Du big-bag aux bidons de produits phytos, une grande partie des déchets produits au sein d’une ferme se recyclent. Réunissant des organismes agricoles, des distributeurs de l’agrofourniture et des industriels, Adivalor simplifie et mutualise le recyclage. S’affichant « sans but lucratif », cette société privée permet à tout exploitant de les déposer gratuitement (une éco-contribution est payée lors de l’achat des produits par l’exploitant) chez 1300 opérateurs, dont 90 % sont des coopératives et négociants.

En 2018, 77 000 t de plastique et emballages usagés ont été recueillis. La liste des points de collecte est publiée sur adivalor.fr. Cette dernière se charge de la logistique vers les centres. Une attestation de remise des déchets, justifiant de leur élimination dans une filière agréée, est délivrée à l’exploitant. Elle peut être requise en cas de contrôle. La conditionnalité Pac oblige l’élimination régulière des emballages vides de produits phytosanitaires et des PPNU (produits phytosanitaires non utilisables). Pour éviter qu’ils soient refusés, plusieurs consignes de tri communiquées par Adivalor sont à respecter.

Les produits d’hygiène

Les emballages vides des produits d’hygiène utilisés en élevage laitier doivent être rincés, égouttés et conditionnés - bouchons à part - dans des sacs de 500 l fournis par Adivalor aux sites de collecte qui sont en charge de leur distribution.

Les produits phyto

Il est recommandé de rincer trois fois avec un tiers d’eau les bidons en plastique de moins de 25 l. Le liquide de rinçage sera directement versé dans la cuve du pulvérisateur. Une fois égouttés, les bidons de produits phytosanitaires seront placés dans les sacs de 500 l. Les bouchons seront stockés à part.

Les fûts en plastique ou en métal de 30 à 300 l seront refermés et nettoyés de l’extérieur. Le fond du fût sera versé dans le pulvérisateur.

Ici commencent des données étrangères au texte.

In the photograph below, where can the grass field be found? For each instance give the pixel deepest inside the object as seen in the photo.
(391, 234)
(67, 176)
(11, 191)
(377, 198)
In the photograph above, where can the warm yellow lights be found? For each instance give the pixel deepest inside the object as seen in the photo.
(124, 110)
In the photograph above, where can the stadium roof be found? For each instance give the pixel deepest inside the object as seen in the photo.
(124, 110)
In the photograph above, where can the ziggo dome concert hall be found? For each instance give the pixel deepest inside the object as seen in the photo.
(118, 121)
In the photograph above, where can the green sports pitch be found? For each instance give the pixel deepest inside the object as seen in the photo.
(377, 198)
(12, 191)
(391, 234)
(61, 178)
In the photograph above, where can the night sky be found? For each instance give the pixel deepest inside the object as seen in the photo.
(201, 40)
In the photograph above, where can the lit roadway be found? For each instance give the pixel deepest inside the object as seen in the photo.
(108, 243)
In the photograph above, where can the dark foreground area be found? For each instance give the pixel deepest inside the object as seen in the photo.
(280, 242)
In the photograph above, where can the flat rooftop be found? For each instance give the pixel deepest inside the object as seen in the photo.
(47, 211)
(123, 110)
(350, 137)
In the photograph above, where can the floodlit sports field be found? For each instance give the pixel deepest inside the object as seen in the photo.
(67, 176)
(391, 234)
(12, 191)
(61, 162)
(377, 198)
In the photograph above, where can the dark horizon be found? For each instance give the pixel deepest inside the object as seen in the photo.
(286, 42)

Les sacs et boîtes en carton, papier ou plastique feront l’objet d’un tri à part des bidons de moins de 25 l.

Les big-bags et sacs

Une fois vidés dans l’épandeur d’engrais et les éventuelles agrafes métalliques enlevées, les big-bags et sacs d’engrais sont à plier, empiler et ficeler en fagots (par dix pour les big-bags et cinquante pour les sacs).

Les ficelles et filets

Les ficelles et filets doivent être stockés chacun de leur côté. Une fois secoués et débarrassés d’un maximum de paille ou de foin, ils seront rangés en bobine avant d’être déposés dans des sacs jaunes de 250 l, fournis par votre distributeur.

Les films d’élevage

Les bâches d’ensilage seront les plus propres possible. Il est conseillé de les dérouler entièrement et de les balayer pour retirer les corps étrangers (pierre, morceaux de bois) et le maximum d’ensilage, de terre et de sable. Ils peuvent ensuite être pliés et ficelées.

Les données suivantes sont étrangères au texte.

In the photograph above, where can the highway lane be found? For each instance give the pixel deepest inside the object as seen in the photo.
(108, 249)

Les films d’enrubannage seront secoués pour retirer les restes de fourrage. Ils seront mis en boule ou stockés­ dans des sacs jaunes de 250 l.

Alexis Marcotte

Témoin
« Quatre collectes dans le département » Rubin, chargé de mission en économie circulaire à la chambre d’agriculture des Pays de la Loire

« Dans le Maine-et-Loire, quatre collectes sont organisées par an. Deux concernent les emballages vides, bidons, big-bags et sacs. Deux autres recueillent les films, ficelles et filets. Même si le taux peut toujours être amélioré, les chiffres nationaux de la filière (1) montrent que la profession agricole est exemplaire en la matière, par rapport au traitement des déchets ménagers notamment. L’autre enjeu pour demain sera de réduire au maximum la consommation de plastique. »

(1) Le taux de collecte variait de 30 à 87 % en 2018 en fonction du type de déchet, selon Adivalor. Le taux de collecte global est de 70 %. Près de 90 % des plastiques récoltés sont recyclés.